“`html
A Reddit user shared their success running the DeepSeek-V4-Flash model locally on a budget machine using four RTX 2080 Ti GPUs. The setup cost less than $2,500 and managed to achieve around 255 prefill tokens per second (pTs/s).
- The team optimized custom Turing CUDA kernels for W8A8 matrix multiplication, which is crucial for the model’s performance.
- Heterogeneous inference was employed to efficiently split memory between 1TB of system RAM and four 22GB VRAM GPUs.
- They implemented a pipelined execution strategy to reduce communication overhead, typical in MoE (Model with External Memory) models.
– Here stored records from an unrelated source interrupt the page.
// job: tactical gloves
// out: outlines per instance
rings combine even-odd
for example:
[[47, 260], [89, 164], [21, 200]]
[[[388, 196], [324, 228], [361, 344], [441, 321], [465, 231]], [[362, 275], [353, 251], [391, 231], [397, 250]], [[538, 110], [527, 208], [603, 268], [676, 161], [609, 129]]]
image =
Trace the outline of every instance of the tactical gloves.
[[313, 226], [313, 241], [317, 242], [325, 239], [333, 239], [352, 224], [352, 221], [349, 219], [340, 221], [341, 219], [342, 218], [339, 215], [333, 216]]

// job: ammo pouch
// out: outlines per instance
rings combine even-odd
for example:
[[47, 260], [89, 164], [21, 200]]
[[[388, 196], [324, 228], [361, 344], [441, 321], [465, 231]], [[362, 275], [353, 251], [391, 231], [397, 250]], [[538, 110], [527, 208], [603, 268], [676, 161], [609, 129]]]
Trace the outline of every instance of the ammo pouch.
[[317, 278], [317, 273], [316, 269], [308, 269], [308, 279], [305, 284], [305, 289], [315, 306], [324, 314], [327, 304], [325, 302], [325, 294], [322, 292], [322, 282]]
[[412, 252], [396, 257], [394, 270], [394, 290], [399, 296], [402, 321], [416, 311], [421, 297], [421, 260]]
This achievement demonstrates that even legacy hardware can be leveraged for running state-of-the-art language models like DeepSeek-V4-Flash. The open-source nature of the project allows for further exploration and improvement by the community.
“`
“`md
– They optimized custom Turing CUDA kernels tailored to accelerate W8A8 (INT8) matrix multiplication, a critical operation for the model’s performance.
– They employed heterogeneous inference, splitting memory between 1TB of system RAM and four 22GB VRAM GPUs to maximize hardware utilization.
– A pipelined execution strategy was implemented to reduce communication overhead, which is common in models like DeepSeek-V4-Flash that use MoE (Model with External Memory).
“`
Originally published at reddit.com. Curated by AI Maestro.
Stay ahead of AI. Get the most important stories delivered to your inbox — no spam, no noise.